Reports from Malaysia & Indonesia
Report from Malaysia
Monsoon rains push log prices sharply up
Prices for logs from Sarawak rose fanned by strong demand due to construction and development projects in India, China and Middle-Eastern countries. The monsoon season helped to push prices further up as logging became difficult and dangerous in the wet environment. Some timber traders were speculating that prices of logs might increase by at least 30% by the end of January 2007.
Timber demand in China remained strong in tandem with its economy that was forecast to grow 9.5% in 2007, according to the Chinese Federal Government information Center. About 70% of all timber imported by China was processed into furniture, plywood and other products for export, mainly including timber was also strong in India, as the Indian Rupee had been boosted by lower crude oil prices.
Strong Japanese Demand fuels booming panel prices
Prices of Malaysian plywood and panel products continued to surge as demand remained strong in Japan. Panel products, particularly particleboards, were also enjoying a domestic boom as several Malaysian furniture manufacturers switched over from rubberwood. These developments had caused share prices of several timber companies to rise in the Kuala Lumpur Stock Exchange.
Report from Indonesia
Importers look at Indonesia for timber supply
Prices for Indonesian timber products, especially plywood, rose in early November as more importing countries took a second look at Indonesia as an additional supplier of timber products, albeit concerns over source and poor infrastructure. Some importers had expressed worries about the tight raw material supply situation in Malaysia.
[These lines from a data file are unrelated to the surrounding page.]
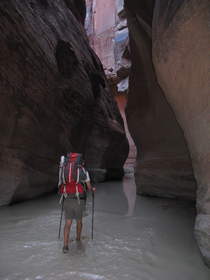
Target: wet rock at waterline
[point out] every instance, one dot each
(168, 107)
(54, 98)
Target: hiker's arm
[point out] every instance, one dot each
(90, 187)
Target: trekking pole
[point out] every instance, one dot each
(93, 196)
(59, 233)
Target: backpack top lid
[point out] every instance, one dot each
(75, 157)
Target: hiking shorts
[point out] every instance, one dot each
(73, 209)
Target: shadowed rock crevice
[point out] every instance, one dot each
(66, 59)
(50, 103)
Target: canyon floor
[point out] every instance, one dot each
(135, 238)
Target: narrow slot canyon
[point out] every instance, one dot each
(126, 84)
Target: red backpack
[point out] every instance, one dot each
(72, 174)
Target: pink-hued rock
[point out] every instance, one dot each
(181, 60)
(169, 103)
(54, 99)
(107, 30)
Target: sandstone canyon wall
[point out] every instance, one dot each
(106, 26)
(169, 102)
(54, 99)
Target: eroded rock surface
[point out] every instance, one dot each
(106, 26)
(54, 98)
(169, 104)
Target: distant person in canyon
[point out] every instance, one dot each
(74, 182)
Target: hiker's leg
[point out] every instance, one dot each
(79, 229)
(67, 229)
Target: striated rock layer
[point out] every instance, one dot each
(107, 30)
(54, 99)
(169, 104)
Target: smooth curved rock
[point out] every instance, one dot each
(54, 98)
(181, 57)
(163, 166)
(170, 42)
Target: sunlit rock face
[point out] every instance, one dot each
(169, 102)
(106, 26)
(54, 99)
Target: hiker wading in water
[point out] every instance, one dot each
(77, 183)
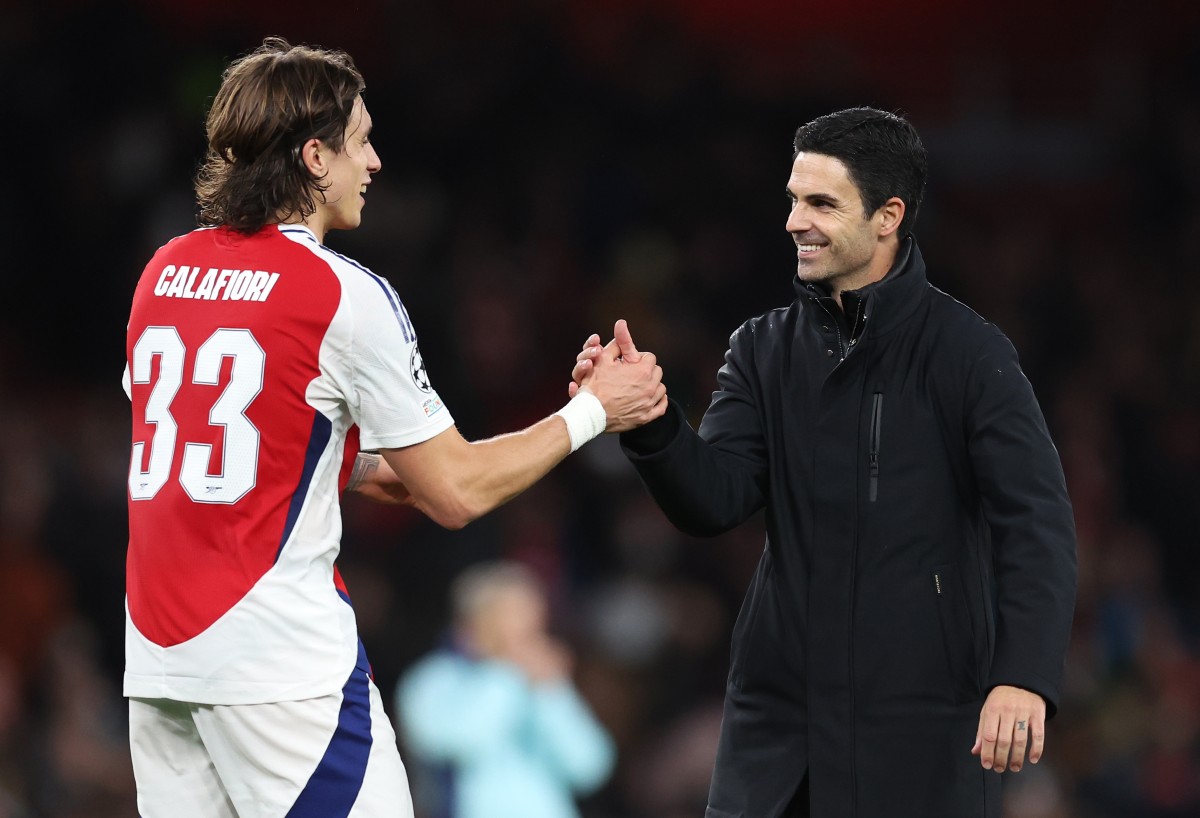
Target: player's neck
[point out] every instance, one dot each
(313, 222)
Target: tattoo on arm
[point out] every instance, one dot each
(365, 465)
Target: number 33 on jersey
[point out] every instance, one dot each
(250, 390)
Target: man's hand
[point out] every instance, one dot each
(627, 382)
(1013, 720)
(622, 346)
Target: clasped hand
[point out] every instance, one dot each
(627, 382)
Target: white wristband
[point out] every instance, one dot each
(585, 417)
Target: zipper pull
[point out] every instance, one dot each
(875, 476)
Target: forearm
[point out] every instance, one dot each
(701, 489)
(454, 481)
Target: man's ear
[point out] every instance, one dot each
(892, 214)
(315, 155)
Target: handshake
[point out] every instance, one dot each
(627, 383)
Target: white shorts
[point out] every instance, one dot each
(329, 757)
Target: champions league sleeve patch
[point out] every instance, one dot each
(417, 370)
(432, 404)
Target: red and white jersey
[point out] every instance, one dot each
(257, 367)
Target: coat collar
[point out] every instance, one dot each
(893, 298)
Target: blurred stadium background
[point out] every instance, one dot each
(547, 168)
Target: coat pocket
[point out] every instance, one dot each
(873, 449)
(745, 627)
(957, 636)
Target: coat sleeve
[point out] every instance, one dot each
(1024, 495)
(711, 481)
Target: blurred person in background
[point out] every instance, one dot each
(259, 364)
(495, 713)
(915, 600)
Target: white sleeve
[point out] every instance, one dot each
(391, 400)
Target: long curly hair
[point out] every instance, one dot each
(270, 103)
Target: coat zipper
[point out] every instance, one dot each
(874, 449)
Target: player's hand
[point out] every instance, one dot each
(622, 346)
(1012, 722)
(627, 382)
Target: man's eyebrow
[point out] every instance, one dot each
(814, 197)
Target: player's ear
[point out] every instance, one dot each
(315, 155)
(892, 214)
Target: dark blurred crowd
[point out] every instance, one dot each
(546, 169)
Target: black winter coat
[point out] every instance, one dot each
(921, 549)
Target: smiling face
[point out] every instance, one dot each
(837, 242)
(346, 174)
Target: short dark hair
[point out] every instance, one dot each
(270, 103)
(882, 152)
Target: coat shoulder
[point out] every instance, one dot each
(967, 330)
Importers from India were particularly interested in Indonesian timber products to meet the mid-range to low-end markets. This had motivated Indonesian exporters to explore markets in Pakistan and Bangladesh. Indonesia was also seeking more interest from China. Having China's enormous consumption of raw materials in mind, the Indonesian House Speaker Agung Laksono had endorsed the Indonesian House of Representative to attract more Chinese investment into Indonesia. Indonesia was also intending to address non-tariff barriers in the form of strict quality standards imposed by Japan on timber products.